2. считается, что обосновывать такой вывод не обязательно, мол, «на нет и суда нет»;

3. вывод устраивает следователя тем, что можно вынести постановление об отказе в возбуждении уголовного дела (письменный стол завален более серьёзными делами);

4. чтобы доказать, что вывод сделан правильно или может быть иным, необходимо назначение и производство дополнительной (повторной, комиссионной, комплексной) экспертизы, то есть продолжение работы с неопределённым исходом.

 Указанный вывод имеет множество масок-близнецов. Например, формулировка  «исключить не представляется возможным», так уважаемая следователями и прокурорами. Под градом язвительных вопросов защитников любой честный эксперт признается, что он не может ни исключить, ни подтвердить. То есть сущность этой формулировки совпадает с «не представляется возможным». Не обманывайтесь тем, что «близнецы» содержат термин «возможный». Он характеризует вероятность возможностей эксперта, а не вероятность доказываемого события. Сравните с другими вариантами этого вывода, в которых отсутствует термин «возможный»: «признаки конкретной причины смерти отсутствуют (не обнаружены), «установить причину смерти нельзя», «установить причину смерти не могу», «как установить причину смерти, не знаю» и т.д.

Каким непростым бывает путь к установлению экспертной истины, продемонстрирую своей судебно-медицинской практикой. 

В 1981-2008 годах имел возможность, как заместитель по экспертной работе начальника Тюменского областного бюро судебно-медицинской экспертизы, выбирать на судебно-медицинском конвейере в личное производство сложные, редкие, непонятные, штучные экспертизы. 

В начале 80-х годов выполнял экспертизу по материалам уголовного дела, которая привлекла моё внимание тем, что при простой фабуле и «свежем» трупе не была установлена причина смерти. «Срочник» внутренних войск МВД (с 2016 года – нацгвардия) в г. Салехарде неожиданно застрадал животом, доставлен в окружную больницу и быстро скончался. Лечащие врачи разобраться со смертельным диагнозом не успели, стандартно написали при госпитализации, что «кожные покровы чистые», и понаставили лечебных инъекций. Судебно-медицинские эксперты нашего приполярного отделения, самого крупного и удалённого от областного центра на 2 тыс. км, вскрыли труп, исследовали под микроскопом ткани и органы умершего, судебно-химически - кровь и мочу на алкоголь. При отсутствии (необнаружении) летальной патологии  предпочли безобидный вывод в категорической форме: «Причина смерти не установлена». 

Военная прокуратура вышла на меня, предоставив для изучения стандартный набор объектов: история болезни и акт судебно-медицинского исследования трупа. Я был не умнее своих подчинённых, поэтому обнаружить в этих документах что-либо новое не смог.  Самым лёгким выходом из положения было повторить вывод коллег, но в более «надёжном» варианте: «по представленным документам установить причину смерти не представляется возможным». К такой формулировке не придерёшься. 
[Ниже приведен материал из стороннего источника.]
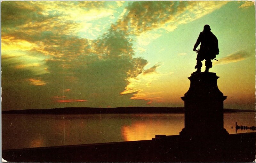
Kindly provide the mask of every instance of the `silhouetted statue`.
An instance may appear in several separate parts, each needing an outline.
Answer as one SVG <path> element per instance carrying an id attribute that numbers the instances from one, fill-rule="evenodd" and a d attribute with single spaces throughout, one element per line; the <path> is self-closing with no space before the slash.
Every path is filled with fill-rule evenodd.
<path id="1" fill-rule="evenodd" d="M 197 70 L 193 73 L 193 74 L 201 72 L 201 68 L 203 64 L 201 62 L 205 60 L 205 70 L 208 72 L 209 69 L 212 67 L 212 63 L 211 59 L 216 57 L 219 52 L 218 45 L 218 40 L 216 36 L 211 32 L 210 26 L 206 25 L 204 27 L 204 30 L 200 33 L 196 42 L 194 46 L 193 50 L 196 51 L 196 49 L 199 44 L 201 43 L 200 48 L 196 57 L 196 65 L 195 69 Z"/>

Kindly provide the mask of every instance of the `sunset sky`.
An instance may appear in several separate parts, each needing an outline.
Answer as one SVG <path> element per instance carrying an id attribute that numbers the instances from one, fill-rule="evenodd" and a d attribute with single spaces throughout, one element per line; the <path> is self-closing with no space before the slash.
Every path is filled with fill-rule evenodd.
<path id="1" fill-rule="evenodd" d="M 2 110 L 183 107 L 205 24 L 224 108 L 255 108 L 248 1 L 2 1 Z M 202 70 L 204 71 L 204 61 Z"/>

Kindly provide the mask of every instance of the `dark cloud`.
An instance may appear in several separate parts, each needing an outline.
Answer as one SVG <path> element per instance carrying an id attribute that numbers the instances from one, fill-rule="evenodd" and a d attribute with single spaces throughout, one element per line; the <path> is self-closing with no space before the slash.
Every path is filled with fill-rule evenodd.
<path id="1" fill-rule="evenodd" d="M 139 35 L 159 27 L 185 11 L 187 1 L 136 1 L 130 3 L 122 19 L 113 27 Z"/>
<path id="2" fill-rule="evenodd" d="M 22 40 L 33 45 L 20 56 L 4 52 L 3 110 L 146 105 L 144 100 L 131 100 L 132 94 L 120 94 L 129 84 L 127 79 L 142 73 L 148 63 L 134 57 L 129 33 L 111 27 L 97 39 L 81 38 L 72 32 L 76 24 L 61 21 L 57 11 L 42 14 L 44 11 L 36 2 L 3 3 L 3 42 Z M 13 13 L 6 11 L 8 7 Z M 19 10 L 20 16 L 14 11 Z M 19 18 L 20 22 L 14 22 Z M 10 29 L 14 27 L 16 30 Z M 35 57 L 37 60 L 31 59 Z M 36 73 L 38 68 L 33 64 L 39 62 L 42 72 Z"/>
<path id="3" fill-rule="evenodd" d="M 153 66 L 152 67 L 144 71 L 143 72 L 143 74 L 145 75 L 149 73 L 151 73 L 155 72 L 157 68 L 159 67 L 159 66 L 160 66 L 160 63 L 158 63 Z"/>

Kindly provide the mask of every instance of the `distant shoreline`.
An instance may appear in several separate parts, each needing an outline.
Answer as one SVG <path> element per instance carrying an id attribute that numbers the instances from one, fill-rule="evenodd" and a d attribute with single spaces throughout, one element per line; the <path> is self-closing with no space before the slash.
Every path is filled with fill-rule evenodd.
<path id="1" fill-rule="evenodd" d="M 224 113 L 255 112 L 254 110 L 224 109 Z M 183 113 L 183 107 L 129 107 L 115 108 L 64 107 L 2 111 L 2 114 L 89 114 Z"/>

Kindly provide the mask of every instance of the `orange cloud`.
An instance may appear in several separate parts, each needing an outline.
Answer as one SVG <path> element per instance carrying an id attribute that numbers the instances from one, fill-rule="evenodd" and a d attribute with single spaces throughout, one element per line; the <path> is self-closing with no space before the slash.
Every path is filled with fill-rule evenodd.
<path id="1" fill-rule="evenodd" d="M 253 56 L 254 55 L 253 53 L 250 53 L 246 50 L 239 50 L 220 58 L 219 62 L 215 62 L 215 64 L 224 64 L 237 62 Z"/>
<path id="2" fill-rule="evenodd" d="M 30 82 L 29 84 L 30 85 L 46 85 L 46 83 L 43 80 L 41 80 L 40 79 L 36 79 L 33 78 L 30 78 L 27 80 L 27 81 Z"/>
<path id="3" fill-rule="evenodd" d="M 62 103 L 64 102 L 84 102 L 87 101 L 87 100 L 56 100 L 55 102 Z"/>

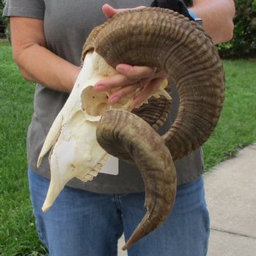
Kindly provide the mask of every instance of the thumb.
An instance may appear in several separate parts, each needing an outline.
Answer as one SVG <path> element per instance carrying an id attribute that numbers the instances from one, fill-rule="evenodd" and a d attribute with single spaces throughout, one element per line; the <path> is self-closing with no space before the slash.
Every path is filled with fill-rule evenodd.
<path id="1" fill-rule="evenodd" d="M 118 12 L 116 9 L 113 8 L 110 5 L 107 4 L 102 6 L 102 11 L 108 18 L 110 18 Z"/>

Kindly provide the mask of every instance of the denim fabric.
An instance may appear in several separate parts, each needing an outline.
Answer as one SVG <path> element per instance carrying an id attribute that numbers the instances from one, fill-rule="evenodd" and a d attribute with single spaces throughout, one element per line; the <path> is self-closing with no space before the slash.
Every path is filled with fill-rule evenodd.
<path id="1" fill-rule="evenodd" d="M 29 170 L 39 236 L 53 256 L 114 256 L 145 214 L 144 193 L 97 194 L 66 187 L 53 206 L 41 210 L 49 180 Z M 205 256 L 209 218 L 203 180 L 178 187 L 174 208 L 159 229 L 128 250 L 129 256 Z"/>

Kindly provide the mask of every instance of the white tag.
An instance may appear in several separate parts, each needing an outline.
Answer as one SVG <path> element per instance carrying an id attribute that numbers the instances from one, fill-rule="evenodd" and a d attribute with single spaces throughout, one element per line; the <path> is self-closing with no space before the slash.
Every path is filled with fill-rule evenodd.
<path id="1" fill-rule="evenodd" d="M 110 156 L 105 165 L 99 170 L 99 173 L 111 174 L 111 175 L 118 175 L 118 159 L 115 157 Z"/>

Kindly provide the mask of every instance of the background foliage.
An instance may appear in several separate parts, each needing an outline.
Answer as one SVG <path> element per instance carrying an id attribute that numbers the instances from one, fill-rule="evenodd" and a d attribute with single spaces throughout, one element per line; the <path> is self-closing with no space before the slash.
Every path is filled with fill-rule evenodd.
<path id="1" fill-rule="evenodd" d="M 0 18 L 5 1 L 0 0 Z M 219 54 L 224 59 L 256 58 L 256 0 L 234 1 L 236 8 L 234 37 L 230 42 L 218 45 Z M 7 23 L 7 18 L 4 20 Z"/>

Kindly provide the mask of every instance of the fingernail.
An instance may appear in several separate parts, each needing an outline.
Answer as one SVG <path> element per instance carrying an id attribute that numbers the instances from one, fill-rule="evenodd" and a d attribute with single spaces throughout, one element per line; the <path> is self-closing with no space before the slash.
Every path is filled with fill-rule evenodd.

Вечная и не разрешённая до сих пор дилемма. Где заканчиваются обязанности эксперта по установлению истины? Я в таких случаях стремлюсь расширить перечень экспертируемых объектов и в качестве первого этапа ходатайствовал о предоставлении всех медицинских/судебно-медицинских документов и описанных в них объектов:

1. амбулаторная карта из поликлиники по месту жительства;

2.  истории болезни, если лечился в стационаре;

3. рентгеновские снимки;

4. электрокардиограммы;

5. медицинские документы из военкомата, призвавшего во внутренние войска;

6. медицинская карта из воинской части;

7. карта вызова скорой медицинской помощи;

8. акт судебно-гистологического исследования тканей и органов;

9. кусочки тканей и органов умершего, сохранившиеся в архиве судебно-гистологического отделения в нескольких видах (соответственно этапам обработки):

а) фиксированный («сырой» материал),

б) пропитанные парафином и (или) целлоидином блоки,

в) срезы на предметном стекле (гисто- или микропрепараты); 

10. акт судебно-химического исследования крови и мочи;

11. кровь и моча, если не утилизированы за давностью хранения;

12. объяснения/протоколы допросов всех лиц, общавшихся с заболевшим, о состоянии его здоровья от начала заболевания до наступления смерти (сослуживцы, медицинские работники и пр.). 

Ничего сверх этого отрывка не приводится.